The test machine, and especially the test machine's node, should be protected at least equally well as the production machine. That is because it has access to all the data backed up from the production machine.

For a virtual machine on Safespring Compute, a good way to help secure the test machine is to use Security Groups to limit ingress traffic only to specific IP addresses:

Security Group Ingress Rule

Other security practices would be to:

  • (On Windows) Always verify the fingerprint of the certificate from RDP before accepting it during the first connection.

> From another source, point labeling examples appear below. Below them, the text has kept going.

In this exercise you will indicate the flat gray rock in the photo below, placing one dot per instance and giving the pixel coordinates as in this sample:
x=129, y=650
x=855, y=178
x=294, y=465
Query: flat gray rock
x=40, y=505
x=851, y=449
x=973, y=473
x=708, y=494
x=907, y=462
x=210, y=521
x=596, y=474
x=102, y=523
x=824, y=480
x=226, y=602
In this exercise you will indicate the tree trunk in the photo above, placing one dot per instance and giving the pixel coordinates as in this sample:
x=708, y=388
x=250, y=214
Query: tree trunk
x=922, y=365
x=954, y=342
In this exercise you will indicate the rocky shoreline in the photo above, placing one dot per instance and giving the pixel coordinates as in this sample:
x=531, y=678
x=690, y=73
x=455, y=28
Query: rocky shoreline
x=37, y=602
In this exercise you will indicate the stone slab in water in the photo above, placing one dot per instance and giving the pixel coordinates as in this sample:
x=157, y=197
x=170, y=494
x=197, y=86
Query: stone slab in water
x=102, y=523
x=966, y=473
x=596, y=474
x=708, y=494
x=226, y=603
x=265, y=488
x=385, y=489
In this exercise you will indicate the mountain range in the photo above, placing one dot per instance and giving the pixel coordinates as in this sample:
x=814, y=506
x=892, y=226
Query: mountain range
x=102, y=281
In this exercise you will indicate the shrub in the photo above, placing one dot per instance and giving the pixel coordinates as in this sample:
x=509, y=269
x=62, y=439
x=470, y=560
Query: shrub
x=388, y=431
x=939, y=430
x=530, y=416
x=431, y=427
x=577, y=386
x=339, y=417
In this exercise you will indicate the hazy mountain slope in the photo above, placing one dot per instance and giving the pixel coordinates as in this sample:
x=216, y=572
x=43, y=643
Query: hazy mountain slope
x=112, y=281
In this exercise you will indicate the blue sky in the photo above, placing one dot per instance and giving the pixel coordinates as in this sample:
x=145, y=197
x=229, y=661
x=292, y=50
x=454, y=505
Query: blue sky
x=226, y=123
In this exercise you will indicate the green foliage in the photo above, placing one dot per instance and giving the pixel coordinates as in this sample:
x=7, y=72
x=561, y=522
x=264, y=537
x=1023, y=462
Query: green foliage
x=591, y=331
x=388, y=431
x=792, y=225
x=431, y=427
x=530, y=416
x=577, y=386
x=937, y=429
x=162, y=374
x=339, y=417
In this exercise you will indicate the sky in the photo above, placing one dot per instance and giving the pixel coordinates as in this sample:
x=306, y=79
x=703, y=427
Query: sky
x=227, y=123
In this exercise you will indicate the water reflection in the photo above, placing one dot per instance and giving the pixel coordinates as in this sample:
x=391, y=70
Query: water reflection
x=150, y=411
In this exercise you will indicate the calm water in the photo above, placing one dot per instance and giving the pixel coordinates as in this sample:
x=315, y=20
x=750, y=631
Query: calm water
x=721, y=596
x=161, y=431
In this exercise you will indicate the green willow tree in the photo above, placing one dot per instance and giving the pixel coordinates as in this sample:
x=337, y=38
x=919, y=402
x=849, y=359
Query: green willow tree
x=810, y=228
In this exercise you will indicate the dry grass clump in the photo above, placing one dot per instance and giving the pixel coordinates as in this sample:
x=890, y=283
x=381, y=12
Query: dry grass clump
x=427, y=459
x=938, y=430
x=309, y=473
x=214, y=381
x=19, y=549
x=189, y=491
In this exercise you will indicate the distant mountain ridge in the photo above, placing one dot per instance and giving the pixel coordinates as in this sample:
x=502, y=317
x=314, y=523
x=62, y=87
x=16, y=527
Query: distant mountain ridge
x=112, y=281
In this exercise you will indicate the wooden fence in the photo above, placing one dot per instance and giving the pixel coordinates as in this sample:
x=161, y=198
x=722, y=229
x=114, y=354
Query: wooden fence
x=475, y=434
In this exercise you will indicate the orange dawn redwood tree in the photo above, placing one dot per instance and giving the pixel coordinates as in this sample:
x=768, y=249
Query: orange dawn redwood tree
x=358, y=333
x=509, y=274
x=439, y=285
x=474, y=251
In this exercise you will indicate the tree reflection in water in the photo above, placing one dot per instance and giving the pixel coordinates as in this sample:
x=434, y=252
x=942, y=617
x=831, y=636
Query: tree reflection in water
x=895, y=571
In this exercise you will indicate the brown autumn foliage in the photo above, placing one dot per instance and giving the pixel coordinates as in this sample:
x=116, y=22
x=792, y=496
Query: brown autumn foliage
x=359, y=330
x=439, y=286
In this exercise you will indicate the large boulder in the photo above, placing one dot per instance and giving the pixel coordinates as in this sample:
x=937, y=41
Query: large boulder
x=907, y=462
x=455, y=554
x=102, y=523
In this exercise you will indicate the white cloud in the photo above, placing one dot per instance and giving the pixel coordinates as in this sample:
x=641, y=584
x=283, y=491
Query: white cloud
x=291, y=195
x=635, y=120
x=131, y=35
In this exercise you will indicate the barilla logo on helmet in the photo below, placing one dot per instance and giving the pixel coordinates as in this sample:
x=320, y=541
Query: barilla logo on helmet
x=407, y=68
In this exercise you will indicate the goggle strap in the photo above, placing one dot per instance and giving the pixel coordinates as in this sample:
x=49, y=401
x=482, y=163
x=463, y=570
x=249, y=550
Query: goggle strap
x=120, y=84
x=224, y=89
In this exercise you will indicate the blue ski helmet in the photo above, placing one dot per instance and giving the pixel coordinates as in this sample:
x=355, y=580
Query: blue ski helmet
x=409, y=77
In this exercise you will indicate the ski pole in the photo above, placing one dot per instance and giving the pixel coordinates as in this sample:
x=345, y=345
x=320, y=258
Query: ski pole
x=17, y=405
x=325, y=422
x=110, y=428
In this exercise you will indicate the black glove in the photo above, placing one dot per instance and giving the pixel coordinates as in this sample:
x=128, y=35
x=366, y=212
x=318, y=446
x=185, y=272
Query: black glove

To find the true fingerprint:
    1. If the machine is a virtual machine on OpenStack, use the console to access it the first time.
    2. Open PowerShell and run the following command:
      Get-ChildItem 'Cert:\LocalMachine\Remote Desktop\' | Export-Certificate -FilePath "$($env:USERPROFILE)\Desktop\RDcert.cer" | Get-FileHash; Remove-Item -Path "$($env:USERPROFILE)\Desktop\RDcert.cer"
      
      This should give you the SHA256 digest which you can compare with the fingerprint your RDP client is showing.
      Unfortunately, it is not possible to copy-and-paste through the console. The best option is to open the web browser inside the console and go to https://docs.safespring.com/, then copy this command from there.
  • (On Linux) Always verify the fingerprint of the SSH server. If the machine is a virtual machine on OpenStack, use the log of the instance to find the fingerprint.